The Suffolk is the only draft horse breed developed and selected exclusively for farm work. The breed originated in Suffolk and Norfolk in -eastern England, where horses of draft type date back to the 1500s. The Suffolk Horse Society was founded in 1877, and the first volume of the Suffolk studbook was published in 1880. All horses in the studbook trace their male lines back to the foundation stallion Crisp’s Horse of Ufford, foaled in 1768.
Suffolk and Norfolk are bordered on the north, east, and south by the North Sea, and on the west by the fens (or marshes). The region is so isolated, and the Suffolk horse was considered so valuable that it was bred pure and changed little over the past three hundred years. The Suffolk is unusual among draft breeds in that it was never selected for anything other than agricultural work.
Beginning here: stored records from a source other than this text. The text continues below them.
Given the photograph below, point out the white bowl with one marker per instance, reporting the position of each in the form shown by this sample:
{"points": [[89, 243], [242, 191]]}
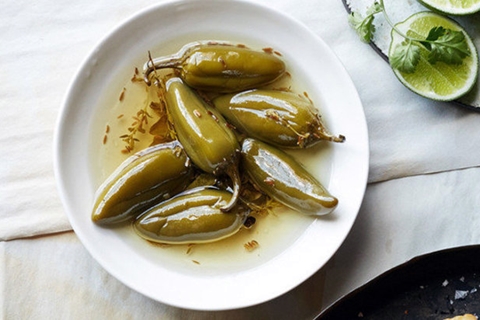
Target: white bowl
{"points": [[244, 279]]}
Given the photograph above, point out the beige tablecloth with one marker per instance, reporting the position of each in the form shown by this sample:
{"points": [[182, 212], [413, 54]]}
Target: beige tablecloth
{"points": [[423, 190]]}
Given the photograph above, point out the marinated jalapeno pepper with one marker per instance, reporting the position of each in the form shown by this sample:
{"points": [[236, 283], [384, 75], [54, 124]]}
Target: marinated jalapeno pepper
{"points": [[145, 178], [204, 133], [284, 179], [284, 119], [220, 67], [191, 217]]}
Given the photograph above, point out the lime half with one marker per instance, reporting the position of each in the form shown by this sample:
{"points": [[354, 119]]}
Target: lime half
{"points": [[439, 81], [453, 7]]}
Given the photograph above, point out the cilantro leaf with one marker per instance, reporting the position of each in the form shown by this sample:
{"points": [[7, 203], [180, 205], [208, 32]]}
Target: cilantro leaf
{"points": [[364, 25], [405, 56], [446, 45]]}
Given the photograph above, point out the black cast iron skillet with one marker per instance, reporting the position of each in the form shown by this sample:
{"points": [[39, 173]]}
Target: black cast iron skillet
{"points": [[437, 285]]}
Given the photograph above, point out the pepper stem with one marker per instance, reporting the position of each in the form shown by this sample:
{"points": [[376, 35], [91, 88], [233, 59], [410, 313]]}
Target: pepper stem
{"points": [[233, 173], [172, 61]]}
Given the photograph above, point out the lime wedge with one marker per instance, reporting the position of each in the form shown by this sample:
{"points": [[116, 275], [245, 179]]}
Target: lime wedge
{"points": [[439, 81], [453, 7]]}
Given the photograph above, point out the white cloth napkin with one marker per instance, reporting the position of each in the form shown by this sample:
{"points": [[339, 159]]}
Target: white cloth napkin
{"points": [[43, 44]]}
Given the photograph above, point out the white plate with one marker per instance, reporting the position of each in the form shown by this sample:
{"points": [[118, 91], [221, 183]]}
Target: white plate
{"points": [[344, 166]]}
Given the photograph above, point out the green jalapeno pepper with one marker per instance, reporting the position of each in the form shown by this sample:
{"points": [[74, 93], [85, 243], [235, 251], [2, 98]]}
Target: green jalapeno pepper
{"points": [[284, 119], [204, 133], [220, 67], [285, 180], [144, 179], [191, 217]]}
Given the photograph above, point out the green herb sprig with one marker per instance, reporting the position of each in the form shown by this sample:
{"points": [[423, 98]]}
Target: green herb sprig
{"points": [[443, 44]]}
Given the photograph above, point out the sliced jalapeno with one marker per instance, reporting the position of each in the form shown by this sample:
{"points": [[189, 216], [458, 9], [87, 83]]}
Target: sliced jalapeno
{"points": [[145, 178], [192, 217], [204, 133], [220, 67], [285, 180], [284, 119]]}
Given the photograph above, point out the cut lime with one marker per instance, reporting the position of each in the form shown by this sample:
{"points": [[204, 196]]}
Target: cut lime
{"points": [[439, 81], [453, 7]]}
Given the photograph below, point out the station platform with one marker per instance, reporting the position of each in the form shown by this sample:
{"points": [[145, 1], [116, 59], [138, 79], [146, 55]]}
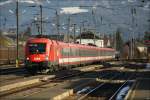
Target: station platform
{"points": [[140, 90]]}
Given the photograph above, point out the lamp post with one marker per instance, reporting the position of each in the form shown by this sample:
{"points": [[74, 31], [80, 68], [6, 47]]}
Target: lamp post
{"points": [[17, 24]]}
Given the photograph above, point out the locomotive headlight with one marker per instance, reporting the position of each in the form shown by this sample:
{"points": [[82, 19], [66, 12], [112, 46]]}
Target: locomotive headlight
{"points": [[27, 58], [46, 57]]}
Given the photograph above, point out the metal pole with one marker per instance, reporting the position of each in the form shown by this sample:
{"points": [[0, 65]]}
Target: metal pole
{"points": [[74, 25], [57, 24], [41, 18], [80, 34], [17, 24], [68, 33]]}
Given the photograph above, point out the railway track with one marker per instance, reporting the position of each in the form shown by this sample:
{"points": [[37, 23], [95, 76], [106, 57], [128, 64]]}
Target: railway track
{"points": [[60, 78], [105, 90], [45, 81]]}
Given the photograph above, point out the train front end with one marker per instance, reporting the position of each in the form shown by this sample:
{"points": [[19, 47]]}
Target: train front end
{"points": [[36, 52]]}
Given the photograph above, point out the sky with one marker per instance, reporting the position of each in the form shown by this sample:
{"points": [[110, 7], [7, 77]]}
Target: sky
{"points": [[105, 16]]}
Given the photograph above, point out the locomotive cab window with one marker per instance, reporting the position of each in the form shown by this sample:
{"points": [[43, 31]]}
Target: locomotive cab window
{"points": [[37, 48]]}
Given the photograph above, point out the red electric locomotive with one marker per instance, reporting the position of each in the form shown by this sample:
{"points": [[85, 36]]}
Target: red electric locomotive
{"points": [[43, 54]]}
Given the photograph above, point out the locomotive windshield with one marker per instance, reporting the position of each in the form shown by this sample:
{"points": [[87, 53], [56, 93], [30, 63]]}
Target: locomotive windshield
{"points": [[37, 48]]}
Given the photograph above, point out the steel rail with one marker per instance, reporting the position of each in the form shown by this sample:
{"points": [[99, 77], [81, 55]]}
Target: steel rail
{"points": [[120, 88], [100, 85]]}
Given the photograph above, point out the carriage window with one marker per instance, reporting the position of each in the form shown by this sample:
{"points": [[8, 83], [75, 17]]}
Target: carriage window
{"points": [[37, 48]]}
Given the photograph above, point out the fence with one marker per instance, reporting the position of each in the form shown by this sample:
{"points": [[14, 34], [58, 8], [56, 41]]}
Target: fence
{"points": [[8, 55]]}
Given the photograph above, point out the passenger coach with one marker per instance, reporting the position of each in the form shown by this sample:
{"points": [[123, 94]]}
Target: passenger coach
{"points": [[43, 54]]}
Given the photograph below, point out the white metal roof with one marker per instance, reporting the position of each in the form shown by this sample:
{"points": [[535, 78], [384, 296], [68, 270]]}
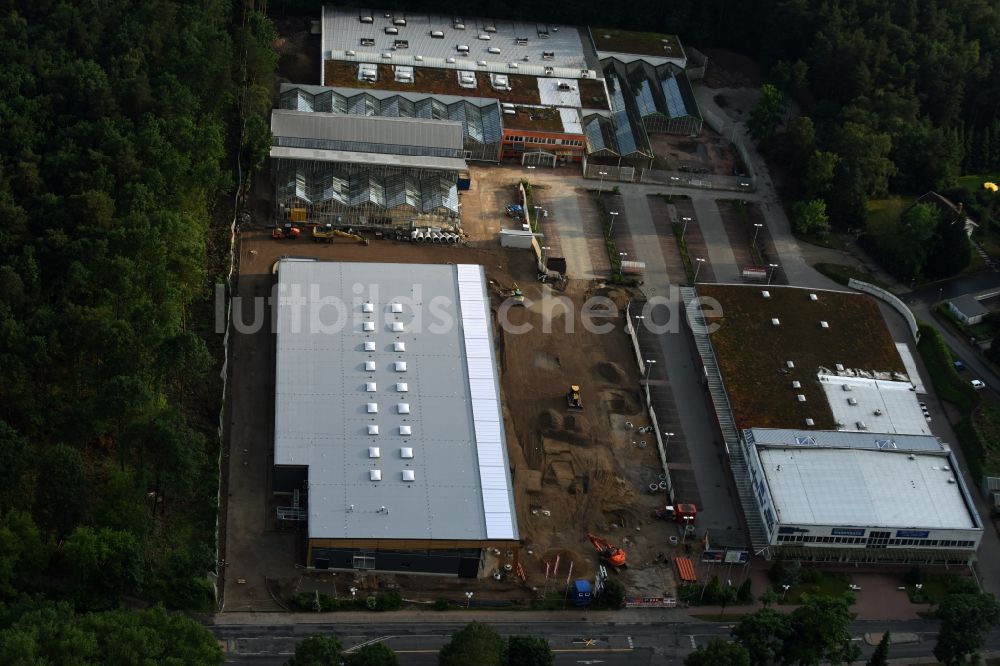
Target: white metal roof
{"points": [[865, 488], [883, 406], [455, 444], [343, 32]]}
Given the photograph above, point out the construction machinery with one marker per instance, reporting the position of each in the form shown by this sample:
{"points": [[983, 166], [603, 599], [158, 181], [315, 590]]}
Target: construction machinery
{"points": [[610, 554], [682, 514], [286, 232], [573, 399], [327, 234]]}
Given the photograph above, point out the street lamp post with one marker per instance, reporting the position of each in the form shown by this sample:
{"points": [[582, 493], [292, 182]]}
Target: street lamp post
{"points": [[699, 261]]}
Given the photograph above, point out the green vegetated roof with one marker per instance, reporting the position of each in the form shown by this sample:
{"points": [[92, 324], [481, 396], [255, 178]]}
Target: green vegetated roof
{"points": [[752, 352], [638, 43]]}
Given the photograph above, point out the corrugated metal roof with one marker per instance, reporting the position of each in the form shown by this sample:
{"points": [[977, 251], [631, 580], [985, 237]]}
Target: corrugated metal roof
{"points": [[498, 500], [351, 157], [415, 132], [456, 446]]}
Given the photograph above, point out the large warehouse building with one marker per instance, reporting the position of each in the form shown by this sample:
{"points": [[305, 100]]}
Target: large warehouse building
{"points": [[365, 170], [387, 416], [831, 451], [861, 497]]}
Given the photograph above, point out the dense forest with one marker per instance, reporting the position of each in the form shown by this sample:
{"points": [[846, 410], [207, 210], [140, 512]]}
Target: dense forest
{"points": [[121, 124]]}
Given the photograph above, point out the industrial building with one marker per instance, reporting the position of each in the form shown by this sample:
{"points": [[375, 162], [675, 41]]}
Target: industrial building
{"points": [[388, 418], [479, 116], [833, 496], [832, 453], [366, 171]]}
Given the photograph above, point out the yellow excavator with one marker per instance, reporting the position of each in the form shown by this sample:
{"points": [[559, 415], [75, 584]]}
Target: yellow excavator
{"points": [[327, 234]]}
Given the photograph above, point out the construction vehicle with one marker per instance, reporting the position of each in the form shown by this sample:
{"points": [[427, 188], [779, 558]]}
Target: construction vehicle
{"points": [[610, 554], [286, 232], [573, 399], [327, 234], [682, 514]]}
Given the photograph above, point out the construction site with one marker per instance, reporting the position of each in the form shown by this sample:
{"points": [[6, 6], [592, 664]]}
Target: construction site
{"points": [[587, 479]]}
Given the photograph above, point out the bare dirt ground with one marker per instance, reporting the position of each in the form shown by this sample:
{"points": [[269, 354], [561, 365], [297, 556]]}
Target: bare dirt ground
{"points": [[708, 151], [728, 69], [574, 472]]}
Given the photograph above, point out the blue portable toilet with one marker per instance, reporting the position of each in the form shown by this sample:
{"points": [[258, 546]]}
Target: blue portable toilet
{"points": [[582, 592]]}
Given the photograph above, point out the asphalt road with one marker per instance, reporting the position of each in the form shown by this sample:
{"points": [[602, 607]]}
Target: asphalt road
{"points": [[604, 643]]}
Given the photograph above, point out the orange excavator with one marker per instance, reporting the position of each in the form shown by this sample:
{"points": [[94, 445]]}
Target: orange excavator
{"points": [[610, 553]]}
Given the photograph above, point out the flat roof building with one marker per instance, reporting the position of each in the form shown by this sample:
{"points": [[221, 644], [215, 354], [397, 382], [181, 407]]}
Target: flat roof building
{"points": [[387, 416], [857, 497]]}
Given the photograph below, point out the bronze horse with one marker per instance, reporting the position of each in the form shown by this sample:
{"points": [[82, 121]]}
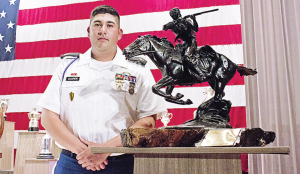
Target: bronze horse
{"points": [[206, 65]]}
As a result, the breed retains characteristics relevant to this enterprise, such as the strength and stamina to plow through heavy clay, hardiness, a willing disposition, and easy-keeping qualities.
Suffolk horses were first imported to Canada in 1865 and to the United States in 1880. The Suffolk had strongholds in the Midwest, New England, and Ontario, though it was never as popular as the Percheron, Belgian, or Clydesdale. The breed declined in numbers after World War II and came close to global extinction in the 1950s. It was only through the efforts of a few breeders that the Suffolk survived. Today there are about 600 Suffolk horses in the United States and about 200 in England. The breed is still rare, but its numbers are increasing. The Suffolk’s moderate size compared to that of the other draft breeds has been an asset in its promotion to those who continue to farm with horses.
The Suffolk breed is consistent and distinctive in appearance. All Suffolks are chestnut in color, one of seven shades between gold and liver. White markings are rarely seen. The horses stand 16-17 hands (64-68”) at the withers and average 1,800 pounds. The legs are short, clean, and well muscled, with dense bone. The shoulders are inclined to be upright, suitable more for power than for action. The back is short and strong, and the hindquarters are long and smooth. The breed’s nickname “Suffolk Punch” refers to the horses’ rounded appearance.
The beauty of the Suffolk is summed up by the writer Marguerite Henry in her classic Album of Horses: “His color is bright chestnut, like a tongue of fire against the black field furrows, against green corn blades, against yellow wheat, against blue horizons.” Today’s -Suffolk horses reflect not only the breed’s history but also the long -tradition of farming with horses. They are a living treasure.